Usage in population dynamics[edit]

A good example of usage idealised population model, in tracking natural population conditions, could be found in a research of Joe Roman and Stephen R. Palumbi (2003). Using genetic diversity data, they questioned: have populations of North Atlantic great whales recovered enough for commercial whaling? To calculate genetic diversity the authors multiply long term effective population size of the females by two, assuming sex ratio 1:1, and then multiply by mitochondrial genes substitution rate, per generation. Making several assumptions according to the sex ratio and number of juveniles, they were able to calculate that in contrast to historical records, modern whale populations are far from harvestable range.[3]

Application to population history[edit]

Idealised population models could not only provide us with information about present populations conditions but are useful in revealing natural history and population dynamics in the past as well. Using an idealised population model, Anders Eriksson and Andrea Manica (2012) tested the hypothesis of the archaic human admixture with modern humans. The authors compare genome sequences of two human populations, Neanderthals and chimpanzee. Eriksson and Manica created a stepping stone model under which Africa and Eurasia are represented as a string of equal size populations. They concluded that under the stepping stone model, in which Europeans can exchange genetic information with Asians and not with Africans, similarities between Neanderthal genome and Eurasian could be explained by ancient populations structure.[4]

Computer simulations[edit]

Usage of models, also allows to perform simulations, including in silica ones, to hypothesize evolutionary outcomes. As an example, PopG is a free computer program that is capable of simulating simultaneous evolution of populations based on Fisher-Wright model. Idealised population model also, could be used in several simple simulations designed for education. So, Charles Darwin: Can you survive? Simulation is designed to introduce general public to the concept of natural selection. Another example is Genetic Drift simulator (Requires an updated Java version), which is designed to visualize influence of genetic drift on natural populations.
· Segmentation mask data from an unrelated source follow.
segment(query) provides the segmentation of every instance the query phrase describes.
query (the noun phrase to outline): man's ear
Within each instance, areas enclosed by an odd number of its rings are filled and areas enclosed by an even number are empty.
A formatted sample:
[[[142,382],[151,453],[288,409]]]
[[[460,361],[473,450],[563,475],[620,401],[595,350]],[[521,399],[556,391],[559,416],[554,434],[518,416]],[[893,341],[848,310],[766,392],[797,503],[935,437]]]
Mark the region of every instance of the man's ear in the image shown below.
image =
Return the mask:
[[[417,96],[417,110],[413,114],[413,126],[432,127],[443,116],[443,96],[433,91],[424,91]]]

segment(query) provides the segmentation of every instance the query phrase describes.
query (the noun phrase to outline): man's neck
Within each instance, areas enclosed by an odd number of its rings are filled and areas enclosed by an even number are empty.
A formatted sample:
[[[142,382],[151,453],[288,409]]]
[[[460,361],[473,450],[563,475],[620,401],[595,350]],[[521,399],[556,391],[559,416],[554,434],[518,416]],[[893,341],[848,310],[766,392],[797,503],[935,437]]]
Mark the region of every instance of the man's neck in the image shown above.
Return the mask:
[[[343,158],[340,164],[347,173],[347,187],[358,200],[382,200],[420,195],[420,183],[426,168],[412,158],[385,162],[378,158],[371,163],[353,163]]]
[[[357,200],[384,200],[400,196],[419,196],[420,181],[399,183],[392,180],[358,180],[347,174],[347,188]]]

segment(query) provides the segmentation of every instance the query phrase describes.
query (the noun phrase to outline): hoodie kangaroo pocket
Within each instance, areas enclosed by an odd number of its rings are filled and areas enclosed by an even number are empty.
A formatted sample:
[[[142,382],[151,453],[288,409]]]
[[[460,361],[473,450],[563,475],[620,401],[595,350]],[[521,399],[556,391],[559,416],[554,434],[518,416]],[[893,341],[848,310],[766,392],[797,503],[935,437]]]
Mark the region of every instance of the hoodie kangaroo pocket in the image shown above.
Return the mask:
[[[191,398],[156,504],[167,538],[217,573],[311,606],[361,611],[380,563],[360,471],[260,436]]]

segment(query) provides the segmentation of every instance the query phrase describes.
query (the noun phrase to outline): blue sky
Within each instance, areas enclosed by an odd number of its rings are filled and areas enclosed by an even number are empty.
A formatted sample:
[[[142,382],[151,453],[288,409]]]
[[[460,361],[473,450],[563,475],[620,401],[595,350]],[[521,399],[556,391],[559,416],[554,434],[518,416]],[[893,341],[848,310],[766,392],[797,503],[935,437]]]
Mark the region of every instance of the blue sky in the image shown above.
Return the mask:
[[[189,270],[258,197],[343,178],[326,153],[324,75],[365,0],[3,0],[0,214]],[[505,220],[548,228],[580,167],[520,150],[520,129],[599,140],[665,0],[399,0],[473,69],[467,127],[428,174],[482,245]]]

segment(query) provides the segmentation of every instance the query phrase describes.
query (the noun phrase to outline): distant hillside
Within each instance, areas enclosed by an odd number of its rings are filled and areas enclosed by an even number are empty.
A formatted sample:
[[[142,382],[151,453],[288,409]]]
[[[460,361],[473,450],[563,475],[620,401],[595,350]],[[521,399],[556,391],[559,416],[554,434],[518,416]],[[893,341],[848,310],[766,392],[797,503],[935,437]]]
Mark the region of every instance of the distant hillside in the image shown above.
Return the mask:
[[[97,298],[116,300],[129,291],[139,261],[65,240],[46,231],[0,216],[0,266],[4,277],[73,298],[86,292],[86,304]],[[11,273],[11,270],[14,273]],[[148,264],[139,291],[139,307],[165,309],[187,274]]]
  1. ^ . Nielsen, Rasmus, and Montgomery Slatkin. An Introduction to Population Genetics: Theory and Applications. Sunderland, MA: Sinauer Associates, 2013. Print.
  2. ^ .Crow, James F. "Population genetics history: a personal view." Annual Review of Genetics 21, no. 1 (1987): 1-22.
  3. ^ Roman, Joe; Palumbi, Stephen R. (2003). "Whales before whaling in the North Atlantic" (PDF). Science. 301 (5632): 508–510. CiteSeerX doi:10.1126/science.1084524. PMID 12881568.
  4. ^ Eriksson, Anders, and Andrea Manica. "Effect of ancient population structure on the degree of polymorphism shared between modern human populations and ancient hominins." Proceedings of the National Academy of Sciences 109, no. 35 (2012): 13956-13960.